But there are some towns and cities that are making efforts to keep running the treatment plants they have managed to set up, with financial support from international institutions.
One of these municipalities is Chirilagua in eastern El Salvador, along the Pacific Ocean in the south, the only ocean that bathes the coast of this Central American isthmus country.
The municipality operates a wastewater treatment plant built in the surrounding area as part of a 40-unit housing project called La Española that houses 40 families affected by Hurricane Mitch, which caused death and destruction in Central America in October 1998.
The project was largely financed with funds from the government of the southern Spanish region of Andalucía.
“The benefit is to the environment and to the families living around here, because the less the environment is polluted the healthier the population is,” Eduardo Ortega, in charge of the plant’s maintenance, told IPS.
The treatment plant filters the sewage that arrives at the station, using various processes, including ponds filled with volcanic soil and gravel.
“The aim is to keep the treated water from polluting the San Roman River,” said Edwin Guzman, head of the Environmental Unit of the municipality of Chirilagua.
Close to the municipality is another rural settlement also built by Spanish aid funds for survivors of Hurricane Mitch, called Flores de Andalucía, which includes its own treatment plant.
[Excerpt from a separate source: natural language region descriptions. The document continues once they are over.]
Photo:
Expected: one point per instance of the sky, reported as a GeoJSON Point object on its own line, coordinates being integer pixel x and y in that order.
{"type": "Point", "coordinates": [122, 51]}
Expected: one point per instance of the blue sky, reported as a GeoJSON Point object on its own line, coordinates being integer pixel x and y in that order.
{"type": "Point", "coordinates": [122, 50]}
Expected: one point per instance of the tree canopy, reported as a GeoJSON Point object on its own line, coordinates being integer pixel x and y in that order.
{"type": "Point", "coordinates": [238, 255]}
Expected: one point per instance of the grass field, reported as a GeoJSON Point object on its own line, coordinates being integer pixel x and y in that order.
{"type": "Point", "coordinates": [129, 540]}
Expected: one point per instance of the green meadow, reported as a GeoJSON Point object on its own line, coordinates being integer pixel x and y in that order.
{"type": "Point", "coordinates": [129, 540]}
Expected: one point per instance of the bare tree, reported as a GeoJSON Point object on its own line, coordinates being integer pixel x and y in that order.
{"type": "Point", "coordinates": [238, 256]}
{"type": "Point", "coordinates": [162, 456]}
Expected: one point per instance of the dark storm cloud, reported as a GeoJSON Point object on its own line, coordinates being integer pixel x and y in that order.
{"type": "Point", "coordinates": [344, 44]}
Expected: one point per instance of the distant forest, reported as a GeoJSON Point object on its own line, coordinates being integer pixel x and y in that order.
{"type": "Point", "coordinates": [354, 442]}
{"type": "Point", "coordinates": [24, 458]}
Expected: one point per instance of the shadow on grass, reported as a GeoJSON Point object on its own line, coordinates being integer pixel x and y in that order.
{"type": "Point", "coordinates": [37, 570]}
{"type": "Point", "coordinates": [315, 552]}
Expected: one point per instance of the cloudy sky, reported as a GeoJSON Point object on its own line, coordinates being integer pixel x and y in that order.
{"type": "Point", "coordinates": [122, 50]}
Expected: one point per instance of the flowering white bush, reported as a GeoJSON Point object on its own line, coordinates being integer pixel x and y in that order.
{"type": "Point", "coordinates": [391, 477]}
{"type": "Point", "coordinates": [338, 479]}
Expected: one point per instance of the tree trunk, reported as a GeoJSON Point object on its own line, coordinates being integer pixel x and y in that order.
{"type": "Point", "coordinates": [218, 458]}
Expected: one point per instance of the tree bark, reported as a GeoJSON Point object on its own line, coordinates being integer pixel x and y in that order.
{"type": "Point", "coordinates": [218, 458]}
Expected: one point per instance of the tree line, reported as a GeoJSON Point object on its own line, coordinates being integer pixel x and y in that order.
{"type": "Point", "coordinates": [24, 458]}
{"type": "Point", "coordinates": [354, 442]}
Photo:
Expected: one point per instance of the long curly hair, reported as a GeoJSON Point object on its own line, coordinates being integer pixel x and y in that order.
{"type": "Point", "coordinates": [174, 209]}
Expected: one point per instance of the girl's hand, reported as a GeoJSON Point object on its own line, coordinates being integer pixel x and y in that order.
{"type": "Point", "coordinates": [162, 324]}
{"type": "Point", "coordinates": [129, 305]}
With greater capacity, this station also receives sewage from El Cuco, a fishing village three kilometers to the south on a beach that due to population growth has become a town with modest stores, hostels and restaurants that receive tourists attracted by its gray sand beaches and gentle waves.
In El Salvador, only 8.52 percent of wastewater receives some type of treatment, and much of the waste is dumped into the different bodies of water, polluting ecosystems and harming people’s health. Now some communities and municipalities have managed to install treatment plants that are run by local residents and improve their lives.